李培誠微笑道:「小門小派,林兄不知道也不足為奇。」
李培誠這樣講,反倒說得林雲羽頗有些不好意思繼續問下去,也知道話到這份上,恐怕李培誠是不想他再追根下去了。不過李培誠說自己是小門小派,林雲羽倒是絲毫沒懷疑,一派之主還有長老也就分神期境界,哪怕李培誠的實際能力應該不止他表面那麼簡單,卻終歸有限的。林雲羽再厲害卻也是萬萬想不到,李培誠真正地實力恐怕可勉強與他一戰。
其實李培誠的門派是小是大,李培誠的實力具體多厲害,林雲羽都不感興趣。林雲羽真正看中李培誠的地方乃是他能施放兩種真火併且控制得爐火純青這種神乎其神地奇特本事。若林肖能學得這等本事,必能將林家的煉器本事發揚光大,而最主要的是他需要李培誠這種奇特的本事。否則以他的身份又何至於跟一位素未謀面,一點都不知道來歷的人一見面就先生長先生短,還稱兄道弟?
「哈哈,李兄過謙了。」林雲羽一笑化尷尬,然後話鋒一轉,問道:「不知李兄怎會與我兒林肖相識並結緣成為師徒?」
李培誠淡然一笑,將弗塵星救林肖之事輕描淡寫說了一下,又講了些無足輕重的小事,至於到計都星之後與林文衝、林文茂等人的衝突卻是提也不屑與提起。
不管林雲羽如何一心歸隱淬鍊金瑤土,但父子總歸是父子,猛然聽到林肖差點斃命弗塵星,林雲羽還是嚇出了一身冷汗,心中突然產生愧對兒子地內疚情緒。
「多謝李兄救命大恩!」林雲羽一臉鄭重地起身向李培誠道謝。
李培誠卻呵呵一笑道:「沒什麼謝不謝的,那是一筆交易。況且如今林肖乃是我弟子,更沒有什麼謝不謝的。」
「救命之恩豈是區區一塊赤火仙石能抵。
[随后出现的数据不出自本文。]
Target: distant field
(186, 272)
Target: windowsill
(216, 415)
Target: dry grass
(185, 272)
」林雲羽擺手否定,心裡卻不禁微微一動,想起念雲宮少了不少能量石,珍貴藥材,又想起李培誠剛才提到自己小門小派。
以李培誠這等人物,當不會甘心做個小門小派的宗主,莫非他收林肖為徒乃是想借林家發展門派實力不成?若真是這樣,我或許可說動他幫我淬鍊金瑤土,林雲羽坐回原位,眼眸深處不時閃過不易覺察的星芒。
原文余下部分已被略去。